Bengkulu (ANTARA) - Ketua Lembaga Adat Enggano, Ferdinand Kaarubi bersama pengurus Yayasan Karya Enggano, Senin (10/2) mendatangi kantor Gubernur Bengkulu, mereka mendesak gubernur segera memindahkan pengelolaan administratif Pulau Enggano dari sebelumnya di Kabupaten Bengkulu Utara ke Kota Madya Bengkulu.
Kata Ferdinand, pemindahan ini merupakan permintaan dari seluruh warga di pulau tersebut. Alasannya yakni warga mengeluhkan kesulitan mengurus birokrasi karena jarak antara Pulau Enggano dan Kabupaten Bengkulu Utara yang terlalu jauh. Akan lebih dekat bila dipindahkan ke Kota Bengkulu.
"Kami masyarakat Pulau Enggano sangat mengharapkan pisah dari Bengkulu Utara. Alasannya karena birokrasinya sangat jauh, kita mau pindah ke Kota Madya atau langsung dibawah naungan bapak gubernur," kata Ferdinand.
Saat ini, akses transportasi dari dan menuju Pulau Enggano hanya dari Kota Bengkulu, baik itu transportasi laut maupun transportasi udara. Jika melalui jalur laut, waktu yang dibutuhkan untuk sampai ke pulau terluar di Indonesia dari pelabuhan Pulau Baai, Kota Bengkulu bisa mencapai 12 jam. Kapal yang melayani tujuan ini pun hanya 2 kali seminggu, itu pun jika cuaca normal.
Sedangkan jika melalui jalur udara, penerbangan perintis dengan biaya di subsidi dari pemerintah ini pun hanya dibuka 1 kali per minggu yakni setiap hari Selasa. Belakangan Pemprov Bengkulu menambah satu penerbangan lagi yakni hari Jumat di minggu ganjil. Tiket penerbangan ini dipatok mulai dari harga Rp268 ribu hingga Rp288 ribu. Waktu yang dibutuhkan sekitar 1 jam penerbangan.
Untuk menuju Kabupaten Bengkulu Utara, warga Pulau Enggano tetap harus melewati Kota Bengkulu terlebih dulu. Waktu tempuh normal dari Kota Bengkulu menuju ibu kota Kabupaten Bengkulu Utara yakni Argamakmur sekitar 2 jam. Jarak ini lah yang dikeluhkan warga Pulau Enggano.
Selain karena alasan jarak, warga juga mengeluhkan lambatnya pembangunan di pulau tersebut.
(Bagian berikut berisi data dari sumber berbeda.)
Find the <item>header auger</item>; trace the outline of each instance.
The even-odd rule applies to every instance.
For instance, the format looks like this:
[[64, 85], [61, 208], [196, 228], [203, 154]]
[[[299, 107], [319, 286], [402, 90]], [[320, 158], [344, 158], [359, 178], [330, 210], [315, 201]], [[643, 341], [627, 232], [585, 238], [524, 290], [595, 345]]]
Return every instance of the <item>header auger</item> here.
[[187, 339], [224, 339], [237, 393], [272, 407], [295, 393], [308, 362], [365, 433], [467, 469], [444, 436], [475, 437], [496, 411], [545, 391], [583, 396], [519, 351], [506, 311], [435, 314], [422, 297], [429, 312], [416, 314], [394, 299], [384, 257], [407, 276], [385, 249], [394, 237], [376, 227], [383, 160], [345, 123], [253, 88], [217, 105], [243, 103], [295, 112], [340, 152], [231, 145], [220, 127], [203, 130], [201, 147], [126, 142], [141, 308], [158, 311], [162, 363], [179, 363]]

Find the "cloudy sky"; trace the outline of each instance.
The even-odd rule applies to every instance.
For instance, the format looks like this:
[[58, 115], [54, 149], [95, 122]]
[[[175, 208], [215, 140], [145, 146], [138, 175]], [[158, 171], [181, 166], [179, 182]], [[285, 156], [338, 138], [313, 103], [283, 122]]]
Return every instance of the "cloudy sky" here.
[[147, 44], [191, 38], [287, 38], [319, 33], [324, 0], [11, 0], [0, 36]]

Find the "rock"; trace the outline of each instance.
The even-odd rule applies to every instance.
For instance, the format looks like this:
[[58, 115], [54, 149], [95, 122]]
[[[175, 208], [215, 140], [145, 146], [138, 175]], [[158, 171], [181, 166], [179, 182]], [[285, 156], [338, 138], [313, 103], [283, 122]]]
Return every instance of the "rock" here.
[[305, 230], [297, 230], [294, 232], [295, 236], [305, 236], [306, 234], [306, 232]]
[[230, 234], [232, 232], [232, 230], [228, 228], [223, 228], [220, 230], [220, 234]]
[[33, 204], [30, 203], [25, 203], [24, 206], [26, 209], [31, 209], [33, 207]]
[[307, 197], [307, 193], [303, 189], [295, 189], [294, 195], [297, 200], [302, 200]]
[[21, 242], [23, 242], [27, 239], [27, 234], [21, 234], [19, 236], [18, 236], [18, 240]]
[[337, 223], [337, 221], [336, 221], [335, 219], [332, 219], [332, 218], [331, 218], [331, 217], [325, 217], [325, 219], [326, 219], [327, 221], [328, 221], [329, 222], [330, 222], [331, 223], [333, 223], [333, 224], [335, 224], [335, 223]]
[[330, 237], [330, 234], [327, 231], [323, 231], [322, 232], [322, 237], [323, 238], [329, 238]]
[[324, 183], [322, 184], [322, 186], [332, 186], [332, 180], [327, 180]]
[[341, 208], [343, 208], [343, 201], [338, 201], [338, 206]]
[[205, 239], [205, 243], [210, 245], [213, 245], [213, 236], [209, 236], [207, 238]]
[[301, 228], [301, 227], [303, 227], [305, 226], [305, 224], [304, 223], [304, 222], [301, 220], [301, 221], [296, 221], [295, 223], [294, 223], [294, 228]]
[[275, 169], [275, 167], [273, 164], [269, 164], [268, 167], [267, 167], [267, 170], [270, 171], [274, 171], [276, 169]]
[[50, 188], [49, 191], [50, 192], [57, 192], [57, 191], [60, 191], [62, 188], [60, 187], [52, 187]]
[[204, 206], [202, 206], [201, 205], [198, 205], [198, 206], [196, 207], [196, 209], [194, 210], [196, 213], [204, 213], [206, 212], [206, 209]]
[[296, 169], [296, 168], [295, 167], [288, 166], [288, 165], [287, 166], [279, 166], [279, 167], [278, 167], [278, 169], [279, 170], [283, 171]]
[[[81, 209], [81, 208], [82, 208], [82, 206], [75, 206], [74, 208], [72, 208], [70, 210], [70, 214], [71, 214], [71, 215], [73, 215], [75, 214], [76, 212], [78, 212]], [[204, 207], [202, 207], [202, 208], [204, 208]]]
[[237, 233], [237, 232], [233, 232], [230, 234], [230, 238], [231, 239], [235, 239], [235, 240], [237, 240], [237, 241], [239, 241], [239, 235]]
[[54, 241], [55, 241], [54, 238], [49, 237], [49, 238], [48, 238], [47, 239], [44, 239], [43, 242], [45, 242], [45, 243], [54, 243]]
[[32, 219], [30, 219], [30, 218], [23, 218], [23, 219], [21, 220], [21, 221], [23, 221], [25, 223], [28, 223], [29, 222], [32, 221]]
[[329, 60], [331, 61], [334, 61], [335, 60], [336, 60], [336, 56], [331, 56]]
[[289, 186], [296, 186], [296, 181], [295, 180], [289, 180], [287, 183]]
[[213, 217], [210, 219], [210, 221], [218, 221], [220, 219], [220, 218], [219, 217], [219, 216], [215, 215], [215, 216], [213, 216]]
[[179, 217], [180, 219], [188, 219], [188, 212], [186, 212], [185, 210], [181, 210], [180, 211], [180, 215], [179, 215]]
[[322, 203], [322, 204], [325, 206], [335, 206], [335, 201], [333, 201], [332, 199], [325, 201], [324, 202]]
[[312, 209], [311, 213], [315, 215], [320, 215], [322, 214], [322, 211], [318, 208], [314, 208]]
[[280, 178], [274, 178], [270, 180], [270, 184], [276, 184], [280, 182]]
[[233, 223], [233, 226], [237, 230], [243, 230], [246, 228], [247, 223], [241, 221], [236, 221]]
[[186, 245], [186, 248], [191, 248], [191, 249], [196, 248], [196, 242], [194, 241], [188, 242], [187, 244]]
Beberapa persoalan seperti putusnya akses trasnportasi yang disebabkan dermaga dan kapal yang rusak memicu lahirnya persoalan lain yakni krisis BBM, listrik, sembako dan gas elpiji. Kata Ferdinand, persoalan ini tak pernah selesai dan terus berulang, seolah tak ada jalan keluar.
Lambatnya pembangunan dan perbaikan infratruktur juga berakibat pada memburuknya perekonomian warga setempat. Ibarat efek domino, persoalan akses trasportasi yang sewaktu-waktu bisa saja putus karena faktor cuaca membuat hasil bumi atau hasil pertanian warga setempat tak bisa dijual ke luar pulau. Hasil pertanian seperti pisang terpaksa busuk dan tak memiliki nilai jual lagi.
"Ini lah buktinya kita mau berhubungan untuk menyampaikan informasi Enggano sudah gelap gulita selama hampir 20 hari, kita mau ke Argamakmur bagaimana, kan jauh jadi kita langsung ke gubernur," tegas Ferdinand.
Didukung seluruh kepala suku
Permintaan warga yang ingin pisah dari Kabupaten Bengkulu Utara ini sebenarnya sudah disampaikan sejak jauh-jauh hari. Sekretaris Yayasan Karya Enggano, Prontir Kauno merinci, usulan itu sebenarnya sudah disampaikan sejak ere gubernur Hasan Zen, namun tak pernah terealisasi.
Perjuangan warga Pulau Enggano saat itu sebenarnya sudah didukung seluruh kepala suku dan kepala desa, namun diakuinya belakangan ada beberapa tokoh yang tidak setuju dan kemudian menemui Bupati Bengkulu Utara saat itu Muslihan DS dan meminta agar Pulau Enggano secara administratif tetap bertahan di Kabupaten Bengkulu Utara.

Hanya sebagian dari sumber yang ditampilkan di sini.